Sir Jackie, a three-time world champion, said: "The manner in which the FIA is being managed is completely contrary to the scale and importance of F1. In a statement this morning Max Mosley described the FOTA teams as loonies and when asked who he thought was their leader replied, 'Loonies don't have leaders, do they?' This is the man responsible for the biggest capital investment sport in the world, speaking so frivolously. It shows no good judgement."
Sir Jackie also said that he wished the negotiations with the teams had been conducted instead by the sport's commercial rights holder, Bernie Ecclestone. "If that had been the case we would have seen a deal done. Bernie would have seen the absolute necessity to do that. Bernie is not being very vocal but he is saying to lots of people that Mosley has got to go, though I don't know if he means that."
Sir Jackie and Mr Mosley have long locked horns, not least after the McLaren spy scandal in 2007 and Mr Mosley's prostitute sex orgy last year. Mr Mosley in the past has dismissed the Scot, who is hugely respected within the sport, as a "certifiable halfwit".
"Mosley fined McLaren $100m in 2007 for something that was never proven. Think about that. That's way more than BP were fined for the refinery explosion in Texas that killed people. How can the FIA justify that?

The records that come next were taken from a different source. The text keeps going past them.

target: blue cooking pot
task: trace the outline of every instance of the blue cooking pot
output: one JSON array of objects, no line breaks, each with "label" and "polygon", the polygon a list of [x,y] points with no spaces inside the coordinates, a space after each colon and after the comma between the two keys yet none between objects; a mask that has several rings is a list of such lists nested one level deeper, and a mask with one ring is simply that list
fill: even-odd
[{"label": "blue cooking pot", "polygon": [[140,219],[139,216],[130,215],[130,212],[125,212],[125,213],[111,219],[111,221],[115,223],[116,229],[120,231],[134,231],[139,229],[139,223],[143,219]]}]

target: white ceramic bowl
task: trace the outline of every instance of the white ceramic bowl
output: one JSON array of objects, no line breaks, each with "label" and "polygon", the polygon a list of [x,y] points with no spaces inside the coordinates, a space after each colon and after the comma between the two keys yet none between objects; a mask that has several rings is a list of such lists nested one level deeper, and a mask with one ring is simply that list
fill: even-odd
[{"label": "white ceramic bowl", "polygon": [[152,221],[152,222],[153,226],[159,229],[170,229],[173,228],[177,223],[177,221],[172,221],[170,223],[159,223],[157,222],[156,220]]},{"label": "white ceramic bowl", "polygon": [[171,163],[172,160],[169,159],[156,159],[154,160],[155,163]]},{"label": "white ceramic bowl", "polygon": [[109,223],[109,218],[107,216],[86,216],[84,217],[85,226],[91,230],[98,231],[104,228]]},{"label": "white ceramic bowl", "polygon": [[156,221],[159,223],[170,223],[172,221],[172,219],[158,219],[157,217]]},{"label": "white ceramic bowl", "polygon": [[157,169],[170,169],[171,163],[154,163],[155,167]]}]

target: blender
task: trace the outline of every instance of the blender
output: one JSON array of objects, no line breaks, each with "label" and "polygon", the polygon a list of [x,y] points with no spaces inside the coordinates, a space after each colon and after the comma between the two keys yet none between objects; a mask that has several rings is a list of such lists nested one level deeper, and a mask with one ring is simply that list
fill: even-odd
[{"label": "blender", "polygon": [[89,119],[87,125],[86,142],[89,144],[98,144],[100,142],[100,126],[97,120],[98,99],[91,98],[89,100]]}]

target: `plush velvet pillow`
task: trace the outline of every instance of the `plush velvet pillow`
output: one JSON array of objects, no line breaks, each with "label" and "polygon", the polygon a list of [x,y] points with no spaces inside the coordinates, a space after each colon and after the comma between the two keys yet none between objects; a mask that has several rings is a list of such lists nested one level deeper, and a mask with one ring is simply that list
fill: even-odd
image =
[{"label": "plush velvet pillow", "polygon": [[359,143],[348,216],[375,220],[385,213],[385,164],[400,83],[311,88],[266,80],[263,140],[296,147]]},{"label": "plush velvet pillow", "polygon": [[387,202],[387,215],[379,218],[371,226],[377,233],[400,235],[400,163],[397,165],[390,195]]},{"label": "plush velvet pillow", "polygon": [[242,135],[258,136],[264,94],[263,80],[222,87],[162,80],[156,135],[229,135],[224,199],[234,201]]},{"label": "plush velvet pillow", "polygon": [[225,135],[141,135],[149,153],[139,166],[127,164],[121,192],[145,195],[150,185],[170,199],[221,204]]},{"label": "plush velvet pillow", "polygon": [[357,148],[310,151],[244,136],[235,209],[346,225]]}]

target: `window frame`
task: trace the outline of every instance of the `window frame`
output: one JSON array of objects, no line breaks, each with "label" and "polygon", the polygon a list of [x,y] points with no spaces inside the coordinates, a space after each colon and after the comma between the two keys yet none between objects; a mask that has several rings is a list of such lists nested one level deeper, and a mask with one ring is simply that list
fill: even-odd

"I believe that a deal was done under the counter to oust McLaren chief Ron Dennis this year, and that a condition of McLaren's suspended sentence after the Malaysian race for lying to the stewards in Australia was that Ron got taken out. Hang on a second, that is just not allowed. How is that a way to govern a sport? You would never see that at Wimbledon or in golf."
Mr Mosley said: "Always with these things in the end there is a compromise because they can't afford not to run in the Formula One world championship, and we would be very reluctant to have that without them."